Mi fanno molto arrabbiare le copie; non mi piace che l’idea di un designer o di un creativo o il lavoro di ricerca di un’azienda vengano replicati, spesso senza neanche essere capiti.

L’ispirazione giapponese di Sengu è riferita ai materiali naturali o anche a un modo essenziale e spartano di concepire il divano, un po’come un futon?
Il divano Sengu ritrova nell’essenzialità una delle sue caratteristiche più peculiari, espressa sia attraverso le forme sia con la scelta di colori naturali. Non lo definirei come un “fratello” del futon perché è proprio questa sua immediatezza e semplicità di forme a impreziosirlo.

Come si aggancia l’imbottitura al telaio del divano? Anche in questo caso, l’ispirazione viene dal Giappone?
Volevo che i cuscini di seduta venissero applicati in modo naturale, semplicemente appoggiati. Ancora una volta abbiamo voluto far emergere l’essenzialità del divano che presenta una struttura semplificata. Con Cassina abbiamo lavorato molto anche sulla ricerca in termini di materiali. Con uno sguardo attento all’ambiente quanto possibile. Un passo in avanti è stato fatto in collaborazione con il Poli.design del Politecnico di Milano soprattutto per l’imbottitura dei cuscini, composta da una fibra riciclata al 100%.

Vorrei che si superasse il gender gap, che la diversità diventasse normalità.

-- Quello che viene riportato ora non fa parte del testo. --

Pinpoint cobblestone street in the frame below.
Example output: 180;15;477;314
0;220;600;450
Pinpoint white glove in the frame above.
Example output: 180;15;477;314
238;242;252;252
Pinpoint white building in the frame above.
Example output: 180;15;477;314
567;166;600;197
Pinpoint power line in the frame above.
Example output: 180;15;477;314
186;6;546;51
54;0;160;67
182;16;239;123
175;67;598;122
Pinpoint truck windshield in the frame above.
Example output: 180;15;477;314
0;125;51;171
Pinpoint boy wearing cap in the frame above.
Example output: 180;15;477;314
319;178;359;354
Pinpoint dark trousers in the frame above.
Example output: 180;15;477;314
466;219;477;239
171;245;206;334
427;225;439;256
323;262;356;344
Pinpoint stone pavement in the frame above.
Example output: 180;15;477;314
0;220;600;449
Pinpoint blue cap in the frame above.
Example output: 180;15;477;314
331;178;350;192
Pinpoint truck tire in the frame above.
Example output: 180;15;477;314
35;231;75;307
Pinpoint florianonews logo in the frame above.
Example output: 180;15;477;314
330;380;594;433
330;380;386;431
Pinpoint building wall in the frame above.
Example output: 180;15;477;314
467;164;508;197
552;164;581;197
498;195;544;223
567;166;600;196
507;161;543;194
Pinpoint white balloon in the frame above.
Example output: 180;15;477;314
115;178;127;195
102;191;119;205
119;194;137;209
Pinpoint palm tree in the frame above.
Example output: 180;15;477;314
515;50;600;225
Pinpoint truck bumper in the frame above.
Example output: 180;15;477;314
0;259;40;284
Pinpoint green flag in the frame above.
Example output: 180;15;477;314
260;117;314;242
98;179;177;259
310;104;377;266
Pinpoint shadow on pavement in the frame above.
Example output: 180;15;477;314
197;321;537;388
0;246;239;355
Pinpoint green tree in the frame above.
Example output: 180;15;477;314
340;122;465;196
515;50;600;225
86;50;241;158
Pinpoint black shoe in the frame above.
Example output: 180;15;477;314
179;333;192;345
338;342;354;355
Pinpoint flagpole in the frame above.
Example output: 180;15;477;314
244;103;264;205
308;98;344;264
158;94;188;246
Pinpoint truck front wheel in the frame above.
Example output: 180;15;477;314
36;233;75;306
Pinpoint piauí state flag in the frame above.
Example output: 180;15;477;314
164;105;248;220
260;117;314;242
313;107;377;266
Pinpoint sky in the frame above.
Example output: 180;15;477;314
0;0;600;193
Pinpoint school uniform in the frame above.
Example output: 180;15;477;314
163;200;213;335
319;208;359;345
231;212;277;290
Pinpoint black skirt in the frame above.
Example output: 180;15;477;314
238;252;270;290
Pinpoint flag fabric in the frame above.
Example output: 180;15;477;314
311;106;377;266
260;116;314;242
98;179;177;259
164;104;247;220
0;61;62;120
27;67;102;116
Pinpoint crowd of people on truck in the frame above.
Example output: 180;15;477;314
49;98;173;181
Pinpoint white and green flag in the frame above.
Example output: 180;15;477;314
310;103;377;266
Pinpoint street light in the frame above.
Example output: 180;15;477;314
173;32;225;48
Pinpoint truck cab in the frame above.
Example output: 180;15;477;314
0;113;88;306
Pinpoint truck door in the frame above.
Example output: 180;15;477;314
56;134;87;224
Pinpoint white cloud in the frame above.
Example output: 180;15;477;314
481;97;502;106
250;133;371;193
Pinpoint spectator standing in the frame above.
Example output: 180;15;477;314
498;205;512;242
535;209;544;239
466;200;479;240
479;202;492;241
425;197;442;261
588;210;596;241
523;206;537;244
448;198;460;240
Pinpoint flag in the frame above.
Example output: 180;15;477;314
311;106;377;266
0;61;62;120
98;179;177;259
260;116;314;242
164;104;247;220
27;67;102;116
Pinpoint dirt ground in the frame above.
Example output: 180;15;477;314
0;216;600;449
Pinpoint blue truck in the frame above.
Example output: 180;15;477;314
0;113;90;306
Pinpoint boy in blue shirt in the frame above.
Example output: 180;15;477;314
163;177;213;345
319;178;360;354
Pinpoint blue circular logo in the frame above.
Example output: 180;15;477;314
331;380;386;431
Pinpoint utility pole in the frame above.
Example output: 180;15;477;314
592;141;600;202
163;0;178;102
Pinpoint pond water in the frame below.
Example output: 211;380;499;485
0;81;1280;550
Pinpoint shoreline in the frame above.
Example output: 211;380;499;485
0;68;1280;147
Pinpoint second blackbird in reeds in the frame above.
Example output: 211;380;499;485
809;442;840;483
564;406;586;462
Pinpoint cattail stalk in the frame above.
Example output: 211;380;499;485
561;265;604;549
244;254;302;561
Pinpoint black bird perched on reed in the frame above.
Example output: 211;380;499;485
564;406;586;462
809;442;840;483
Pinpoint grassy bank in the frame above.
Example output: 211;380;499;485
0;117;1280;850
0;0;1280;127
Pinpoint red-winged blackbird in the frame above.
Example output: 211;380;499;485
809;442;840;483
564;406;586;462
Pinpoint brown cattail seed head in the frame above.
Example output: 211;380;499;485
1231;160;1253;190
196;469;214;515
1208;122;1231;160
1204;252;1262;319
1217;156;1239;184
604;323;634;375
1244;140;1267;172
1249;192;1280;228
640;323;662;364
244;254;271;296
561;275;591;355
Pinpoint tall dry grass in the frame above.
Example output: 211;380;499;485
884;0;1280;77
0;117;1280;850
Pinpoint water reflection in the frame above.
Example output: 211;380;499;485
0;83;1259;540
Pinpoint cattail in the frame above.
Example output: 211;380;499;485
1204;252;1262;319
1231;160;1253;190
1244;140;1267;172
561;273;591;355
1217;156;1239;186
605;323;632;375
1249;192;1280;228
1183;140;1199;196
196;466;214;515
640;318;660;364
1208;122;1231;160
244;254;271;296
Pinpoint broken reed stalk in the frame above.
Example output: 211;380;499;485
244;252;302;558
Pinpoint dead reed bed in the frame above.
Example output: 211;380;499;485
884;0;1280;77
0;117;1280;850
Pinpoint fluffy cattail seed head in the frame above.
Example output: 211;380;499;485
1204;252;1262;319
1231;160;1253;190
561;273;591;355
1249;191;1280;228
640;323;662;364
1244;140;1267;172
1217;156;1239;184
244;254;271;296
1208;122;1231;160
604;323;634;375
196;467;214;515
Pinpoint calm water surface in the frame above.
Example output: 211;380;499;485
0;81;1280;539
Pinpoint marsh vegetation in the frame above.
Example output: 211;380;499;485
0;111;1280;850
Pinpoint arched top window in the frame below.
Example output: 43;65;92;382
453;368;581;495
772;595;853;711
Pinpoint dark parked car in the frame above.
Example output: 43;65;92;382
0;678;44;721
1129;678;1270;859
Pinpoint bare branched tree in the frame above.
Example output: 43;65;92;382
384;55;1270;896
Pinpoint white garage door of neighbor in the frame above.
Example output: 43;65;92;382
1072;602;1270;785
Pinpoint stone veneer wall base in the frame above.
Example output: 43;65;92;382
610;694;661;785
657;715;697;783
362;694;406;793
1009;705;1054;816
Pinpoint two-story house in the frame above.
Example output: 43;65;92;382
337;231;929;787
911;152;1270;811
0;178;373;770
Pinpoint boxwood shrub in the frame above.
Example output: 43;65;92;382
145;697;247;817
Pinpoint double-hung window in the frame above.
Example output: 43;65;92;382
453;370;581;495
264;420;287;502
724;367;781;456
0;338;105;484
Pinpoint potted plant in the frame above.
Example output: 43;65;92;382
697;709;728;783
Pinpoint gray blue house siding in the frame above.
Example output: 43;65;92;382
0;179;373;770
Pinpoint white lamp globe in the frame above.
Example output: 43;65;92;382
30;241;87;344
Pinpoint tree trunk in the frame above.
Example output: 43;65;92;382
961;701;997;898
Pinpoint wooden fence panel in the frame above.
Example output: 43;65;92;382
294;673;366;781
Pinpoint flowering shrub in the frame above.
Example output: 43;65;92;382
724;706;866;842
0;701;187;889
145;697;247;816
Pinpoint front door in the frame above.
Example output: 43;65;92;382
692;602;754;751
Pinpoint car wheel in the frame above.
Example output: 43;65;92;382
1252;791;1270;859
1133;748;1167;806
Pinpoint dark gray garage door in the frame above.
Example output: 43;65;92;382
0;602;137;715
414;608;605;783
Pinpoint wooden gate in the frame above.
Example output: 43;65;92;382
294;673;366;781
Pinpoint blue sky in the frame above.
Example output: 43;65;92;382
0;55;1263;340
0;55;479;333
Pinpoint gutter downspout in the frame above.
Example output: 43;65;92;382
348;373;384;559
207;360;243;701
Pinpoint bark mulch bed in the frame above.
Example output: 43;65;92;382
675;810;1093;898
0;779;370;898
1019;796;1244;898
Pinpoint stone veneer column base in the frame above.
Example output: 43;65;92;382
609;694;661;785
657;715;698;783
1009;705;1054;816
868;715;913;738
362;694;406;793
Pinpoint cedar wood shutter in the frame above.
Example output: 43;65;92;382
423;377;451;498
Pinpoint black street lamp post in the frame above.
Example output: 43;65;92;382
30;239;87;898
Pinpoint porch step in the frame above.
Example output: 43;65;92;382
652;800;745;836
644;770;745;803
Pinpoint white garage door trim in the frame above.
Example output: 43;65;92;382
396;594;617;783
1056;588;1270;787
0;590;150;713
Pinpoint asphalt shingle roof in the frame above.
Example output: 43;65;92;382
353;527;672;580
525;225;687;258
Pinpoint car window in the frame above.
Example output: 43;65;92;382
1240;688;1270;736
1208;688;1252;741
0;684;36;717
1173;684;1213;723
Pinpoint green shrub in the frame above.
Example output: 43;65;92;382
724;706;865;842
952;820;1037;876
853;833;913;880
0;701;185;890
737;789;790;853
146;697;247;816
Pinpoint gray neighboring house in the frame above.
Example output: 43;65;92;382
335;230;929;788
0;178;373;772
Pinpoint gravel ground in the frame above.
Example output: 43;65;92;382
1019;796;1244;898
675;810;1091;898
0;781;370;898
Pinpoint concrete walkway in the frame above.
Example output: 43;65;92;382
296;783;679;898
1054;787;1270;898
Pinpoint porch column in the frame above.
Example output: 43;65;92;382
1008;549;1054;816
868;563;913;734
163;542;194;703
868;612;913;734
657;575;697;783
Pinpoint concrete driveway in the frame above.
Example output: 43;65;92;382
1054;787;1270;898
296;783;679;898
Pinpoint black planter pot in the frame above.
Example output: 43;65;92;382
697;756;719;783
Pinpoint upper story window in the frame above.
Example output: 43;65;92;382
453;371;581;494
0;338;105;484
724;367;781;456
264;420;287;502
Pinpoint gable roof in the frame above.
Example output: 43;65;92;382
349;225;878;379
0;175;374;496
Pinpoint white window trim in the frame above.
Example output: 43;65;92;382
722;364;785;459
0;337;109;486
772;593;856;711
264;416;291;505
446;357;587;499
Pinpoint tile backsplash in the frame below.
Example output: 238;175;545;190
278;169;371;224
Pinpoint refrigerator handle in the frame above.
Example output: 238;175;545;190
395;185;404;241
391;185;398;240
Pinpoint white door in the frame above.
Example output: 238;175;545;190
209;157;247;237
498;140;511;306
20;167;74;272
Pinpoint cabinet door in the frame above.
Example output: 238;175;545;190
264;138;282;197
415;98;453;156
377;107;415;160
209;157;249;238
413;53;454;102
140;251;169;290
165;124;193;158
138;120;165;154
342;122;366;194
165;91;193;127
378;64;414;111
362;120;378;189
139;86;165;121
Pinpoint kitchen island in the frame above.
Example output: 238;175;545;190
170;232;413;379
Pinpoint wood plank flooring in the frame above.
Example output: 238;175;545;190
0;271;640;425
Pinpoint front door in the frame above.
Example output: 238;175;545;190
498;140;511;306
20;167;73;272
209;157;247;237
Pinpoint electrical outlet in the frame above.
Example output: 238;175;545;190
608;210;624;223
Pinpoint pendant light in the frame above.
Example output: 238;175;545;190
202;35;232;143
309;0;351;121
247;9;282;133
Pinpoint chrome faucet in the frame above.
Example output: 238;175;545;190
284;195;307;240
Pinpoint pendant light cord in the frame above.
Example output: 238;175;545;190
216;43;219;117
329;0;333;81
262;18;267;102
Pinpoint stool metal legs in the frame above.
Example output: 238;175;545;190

Perché hai deciso di diventare designer?
Volevo diventare un architetto fin da quando ero bambina. Mia madre mi comprò una casa delle bambole funzionalista, con il tetto piano e io l’adoravo. Giocavo con oggetti vari, li smontavo e costruivo qualcos’altro. Mia zia era una pittrice e mi ha insegnato a dipingere. Non ho mai avuto paura di affrontare una tela bianca né d’iniziare qualcosa da zero. Ho cominciato a studiare Architettura a Madrid e ho completato gli studi al Politecnico di Milano dove ho conosciuto e mi sono innamorata del design. A Madrid ho avuto una formazione molto accademica, a Milano ho scoperto il product design, soprattutto grazie ad Achille Castiglioni. È diventato il mio mentore e ho lavorato come sua assistente all’Università dopo essermi laureata. Successivamente, lavorando con Vico Magistretti, ho trovato la fiducia e la sicurezza per trovare la mia strada.

Cosa si trova oggi in cima alla lista dei tuoi desideri?
Vorrei che si superasse il gender gap, che la diversità diventasse normalità. Che riuscissimo a limitare la manipolazione della comunicazione. Vorrei, insieme a una sostenibilità ambientale, una sostenibilità sociale.

Patricia Urquiola, art director di Cassina
Patricia Urquiola, art director di Cassina
Nome prodotto:
Sengu.
Designer:
Patricia Urquiola.
Azienda:
Cassina.
Collezione:
Cassina I Contemporanei.
Anno di produzione:
2020.
Telaio seduta:
Tubolare di acciaio con cinghie elastiche.
Cuscino sedile:
Poliuretano espanso flessibile a densità differenziate e fibra 100% riciclata.
Struttura schienale:
Legno multistrato, imbottitura in poliuretano espanso flessibile a densità differenziate, rivestito in ovatta di poliestere con diverse grammature.
Cuscini schienale:
Fibra soffiata 100% riciclata.
Gambe:
Legno noce Canaletto o rovere tinto nero.
Rivestimento:
Amovibile in pelle o tessuto dalle Collezioni Cassina.